Pengamat: Rapuhnya Kepercayaan Publik Jadi PR Besar bagi Polri

JAKARTA – Pengamat Kebijakan Publik Haidar Alwi menilai rapuhnya tingkat kepercayaan masyarakat terhadap Kepolisian Negara Republik Indonesia (Polri) masih menjadi pekerjaan rumah besar bagi institusi tersebut.

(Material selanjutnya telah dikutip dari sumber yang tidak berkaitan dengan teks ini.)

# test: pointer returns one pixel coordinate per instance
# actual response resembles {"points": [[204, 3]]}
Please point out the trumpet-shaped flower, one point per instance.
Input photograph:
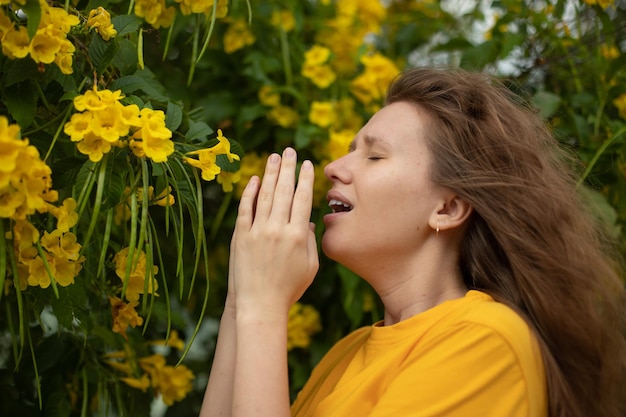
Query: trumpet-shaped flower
{"points": [[321, 113], [206, 162], [15, 43], [100, 20], [137, 274], [93, 146], [124, 315], [44, 47], [155, 12], [227, 179]]}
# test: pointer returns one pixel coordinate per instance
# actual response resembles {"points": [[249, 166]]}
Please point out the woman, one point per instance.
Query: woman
{"points": [[455, 204]]}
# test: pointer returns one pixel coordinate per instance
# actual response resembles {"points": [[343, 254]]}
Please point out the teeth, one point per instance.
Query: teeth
{"points": [[334, 202]]}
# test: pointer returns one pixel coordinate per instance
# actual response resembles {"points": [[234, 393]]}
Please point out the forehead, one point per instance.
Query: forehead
{"points": [[395, 125]]}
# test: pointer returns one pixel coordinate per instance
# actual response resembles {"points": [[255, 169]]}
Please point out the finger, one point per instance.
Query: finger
{"points": [[303, 197], [265, 198], [283, 195], [245, 213]]}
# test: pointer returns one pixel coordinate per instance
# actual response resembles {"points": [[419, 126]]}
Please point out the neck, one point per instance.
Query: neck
{"points": [[416, 286]]}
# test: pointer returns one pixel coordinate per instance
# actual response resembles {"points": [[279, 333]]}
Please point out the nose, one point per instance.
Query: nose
{"points": [[337, 170]]}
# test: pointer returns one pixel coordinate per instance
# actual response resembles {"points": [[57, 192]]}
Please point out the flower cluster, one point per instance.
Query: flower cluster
{"points": [[370, 86], [124, 315], [304, 321], [188, 7], [172, 383], [207, 163], [100, 20], [155, 12], [48, 45], [344, 33], [316, 66], [56, 255], [133, 274], [25, 180], [104, 122]]}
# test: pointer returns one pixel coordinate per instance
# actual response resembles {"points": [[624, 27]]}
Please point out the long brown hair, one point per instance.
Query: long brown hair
{"points": [[530, 243]]}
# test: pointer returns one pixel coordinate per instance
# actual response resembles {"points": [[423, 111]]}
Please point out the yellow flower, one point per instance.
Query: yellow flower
{"points": [[303, 322], [124, 315], [64, 57], [108, 124], [227, 179], [268, 97], [237, 36], [100, 20], [321, 113], [609, 52], [339, 143], [155, 136], [203, 6], [206, 162], [316, 55], [207, 158], [15, 43], [44, 47], [93, 146], [137, 276], [283, 19], [142, 383], [66, 215], [155, 12], [321, 75], [252, 164], [223, 147], [174, 383], [283, 116], [173, 341]]}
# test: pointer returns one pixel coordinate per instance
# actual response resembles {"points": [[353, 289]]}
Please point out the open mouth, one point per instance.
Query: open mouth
{"points": [[338, 206]]}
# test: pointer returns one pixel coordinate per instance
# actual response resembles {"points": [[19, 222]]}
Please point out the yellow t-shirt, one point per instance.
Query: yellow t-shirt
{"points": [[469, 357]]}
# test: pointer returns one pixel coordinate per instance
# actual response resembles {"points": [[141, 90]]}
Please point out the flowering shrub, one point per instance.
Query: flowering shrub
{"points": [[119, 183]]}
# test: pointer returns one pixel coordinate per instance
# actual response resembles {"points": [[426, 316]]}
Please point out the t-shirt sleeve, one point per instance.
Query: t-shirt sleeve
{"points": [[468, 370]]}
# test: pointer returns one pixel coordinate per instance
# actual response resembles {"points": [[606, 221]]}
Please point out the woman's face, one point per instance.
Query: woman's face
{"points": [[381, 195]]}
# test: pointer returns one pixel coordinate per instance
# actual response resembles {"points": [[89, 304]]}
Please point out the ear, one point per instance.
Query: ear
{"points": [[450, 214]]}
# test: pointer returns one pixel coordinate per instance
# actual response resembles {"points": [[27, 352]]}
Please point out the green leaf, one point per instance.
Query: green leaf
{"points": [[174, 116], [21, 102], [198, 131], [547, 103], [477, 57], [101, 52], [115, 183], [33, 11], [125, 24]]}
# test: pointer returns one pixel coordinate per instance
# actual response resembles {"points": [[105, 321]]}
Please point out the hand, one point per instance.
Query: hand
{"points": [[273, 251]]}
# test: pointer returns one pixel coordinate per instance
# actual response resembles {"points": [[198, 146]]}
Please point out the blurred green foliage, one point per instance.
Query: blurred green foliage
{"points": [[269, 74]]}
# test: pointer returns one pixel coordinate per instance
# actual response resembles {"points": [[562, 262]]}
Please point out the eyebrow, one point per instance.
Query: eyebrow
{"points": [[370, 141]]}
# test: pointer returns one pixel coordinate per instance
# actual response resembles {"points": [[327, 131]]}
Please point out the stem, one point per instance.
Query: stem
{"points": [[209, 33], [599, 153], [284, 46], [3, 258], [98, 203], [194, 51], [46, 265]]}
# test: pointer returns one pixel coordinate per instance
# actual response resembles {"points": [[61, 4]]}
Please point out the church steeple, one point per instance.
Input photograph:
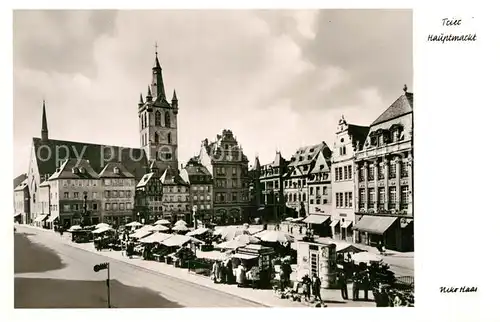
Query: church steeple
{"points": [[45, 130], [157, 87]]}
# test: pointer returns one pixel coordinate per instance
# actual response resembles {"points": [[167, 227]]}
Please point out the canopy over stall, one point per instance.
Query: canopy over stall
{"points": [[102, 225], [159, 228], [180, 240], [198, 232], [155, 238], [102, 230], [74, 228], [162, 222], [366, 257], [274, 236], [231, 244], [343, 247], [180, 222], [180, 228], [134, 224], [141, 233], [40, 218]]}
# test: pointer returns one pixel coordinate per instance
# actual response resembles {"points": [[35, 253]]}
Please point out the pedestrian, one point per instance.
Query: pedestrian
{"points": [[343, 285], [355, 287], [316, 286], [306, 287], [365, 284]]}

Menurut Haidar, dari sisi penegakan hukum, pelayanan publik, hingga pemanfaatan teknologi dalam sistem kepolisian, banyak indikator objektif yang menunjukkan peningkatan efektivitas kinerja Polri. Namun peningkatan itu belum sepenuhnya tercermin dalam pandangan masyarakat.
“Sebuah paradoks yang menunjukkan betapa persepsi publik sering tertinggal dari realita faktual,” kata Haidar di Jakarta, dikutip ANTARA, Kamis (16/10).

Pendiri Haidar Alwi Institute itu menyebut sebagian masyarakat masih menilai Polri dengan kacamata masa lalu, atau terlalu cepat menarik kesimpulan berdasarkan kasus-kasus viral. Padahal, menurutnya, ada ribuan anggota Polri yang bekerja dengan baik dan tidak terekspos publik.

Ia menilai kesenjangan persepsi publik terhadap Polri sebagian besar dipicu oleh ekosistem informasi yang bias dan cenderung sensasional. Akibatnya, satu kesalahan oknum bisa mencoreng reputasi institusi secara keseluruhan, sementara kinerja positif jarang mendapat perhatian.

Haidar menegaskan kinerja Polri yang baik merupakan capaian yang bisa diukur secara faktual, sedangkan kepercayaan publik bersifat subjektif dan mudah terpengaruh persepsi. Karena itu, ia menilai masyarakat juga perlu berperan dalam membangun rasa saling percaya dengan institusi kepolisian.

“Kini giliran masyarakat untuk beralih dari keraguan menuju pengakuan. Sebab kepercayaan tidak akan tumbuh bila hanya satu pihak yang bekerja keras membangunnya,” pungkasnya.